If you celebrate Christmas with small children, Christmas morning is filled with excitement. But it took me a few years to realize that what the gifts provided was the experience of opening gifts. For the kids, unwrapping each gift was like finding buried treasure. And for me, watching my children have fun . . . was fun. But the unwrapping experience of the holidays only lasted for a few hours.
Think about what you could do if you didn’t spend so much time (and money) shopping. One year we saw the play, Man of La Mancha, at Middlebury College. We don’t usually think of Man of La Mancha as a holiday play — after all, it’s set in a dungeon built by the Spanish Inquisition. But it’s a wonderfully inspiring story of an eccentric man who has high ideals and is willing to risk everything to live according to those ideals. And it’s a musical. We thoroughly enjoyed it.
Another year, we went to the holiday concert at our daughters’ school, and then watched Miracle on 34th Street. Once we decided to go bowling (a sport in which the less skill you have, the more fun you have) and every year we’d visit a gingerbread house exhibit.

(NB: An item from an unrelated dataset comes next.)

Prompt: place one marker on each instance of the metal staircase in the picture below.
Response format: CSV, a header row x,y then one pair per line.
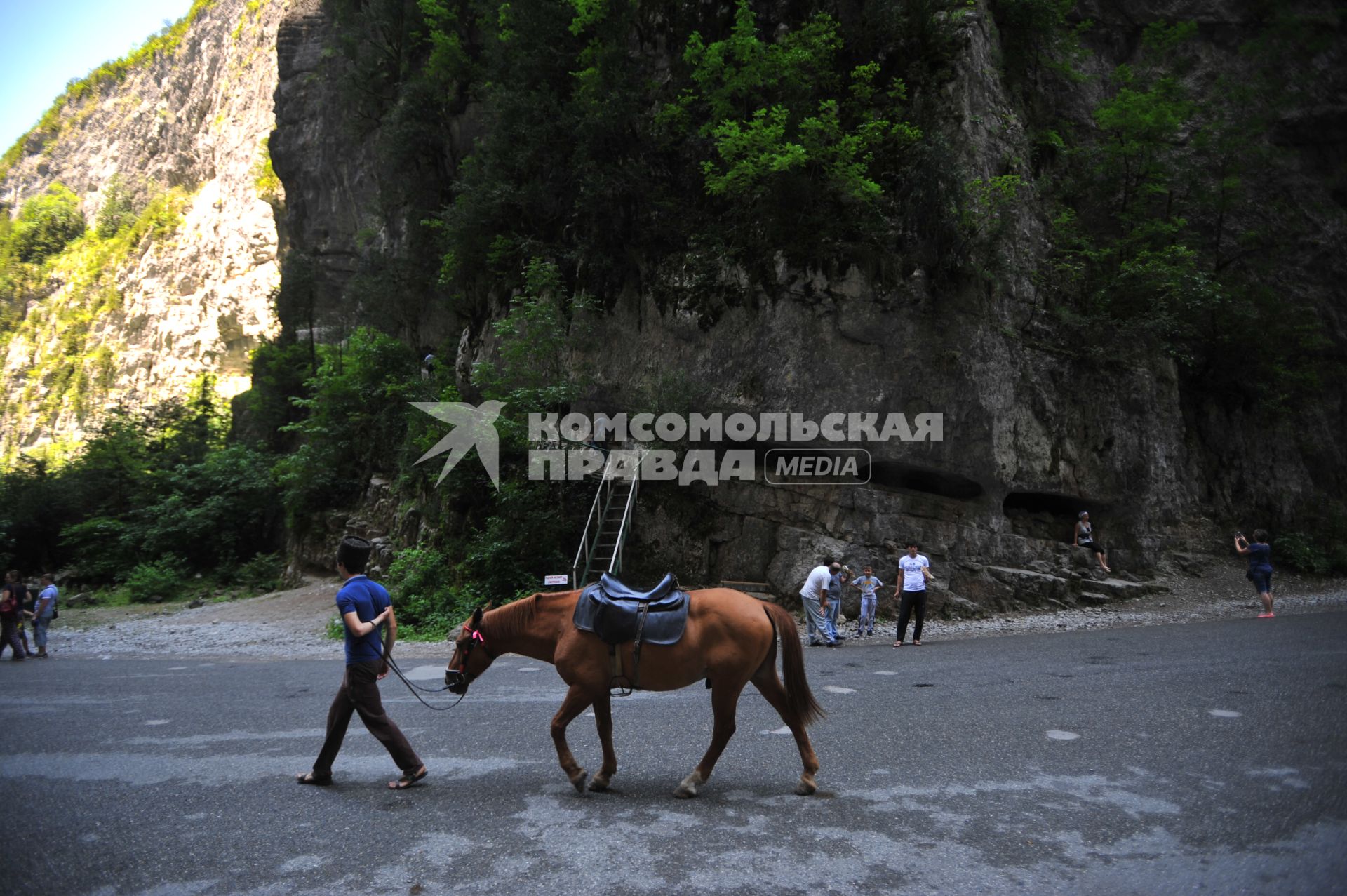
x,y
609,521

We’d spend three nights decorating our tree (one of our own Christmas rituals) and if we’re lucky enough to get some snow ( a good bet, here in Vermont) we would do some sledding and maybe have a snowball fight. (They played softball, too, so they were formidable opponents).
Now 0ur daughters are both twenty-somethings, trying to find their way in a pandemic world. Our older daughter and her puppy live nearby, and our younger daughter lives in New York. We will probably gather in our living room (and/or through zoom) and celebrate together. These days our holidays include loaning money to third world entrepreneurs through Kiva and making some charitable donations to worthy organizations. We’ll put out extra birdseed and apples for the critters who live around our house and we’ll all pitch in for a meal to be shared (without digital devices at the table). No exceptions.

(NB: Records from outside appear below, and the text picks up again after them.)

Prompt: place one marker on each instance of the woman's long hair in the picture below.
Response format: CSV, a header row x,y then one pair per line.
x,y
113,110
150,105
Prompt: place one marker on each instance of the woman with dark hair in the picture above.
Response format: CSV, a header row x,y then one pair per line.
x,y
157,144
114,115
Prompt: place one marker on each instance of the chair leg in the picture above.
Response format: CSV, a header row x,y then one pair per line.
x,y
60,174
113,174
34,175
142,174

For commercial interests, the holiday season has become a month-long affair that’s supposed to give people lots of shopping days. But a month is a big chunk of the year (one-twelfth, if my math is right). I don’t really want to spend a month shopping for stuff . . . even online. I want the celebration to be about the experience. And when I reflect back on the joy of previous years, I don’t really remember the gifts. I remember the experience.
Of course we’re still dealing with the pandemic this year — less personal contact and more video chats. We can lament our disappointments, or make the best of our circumstances. Maybe we can channel our energy into something creative this year. Something different to do. The experience doesn’t have to be the same to be worth remembering.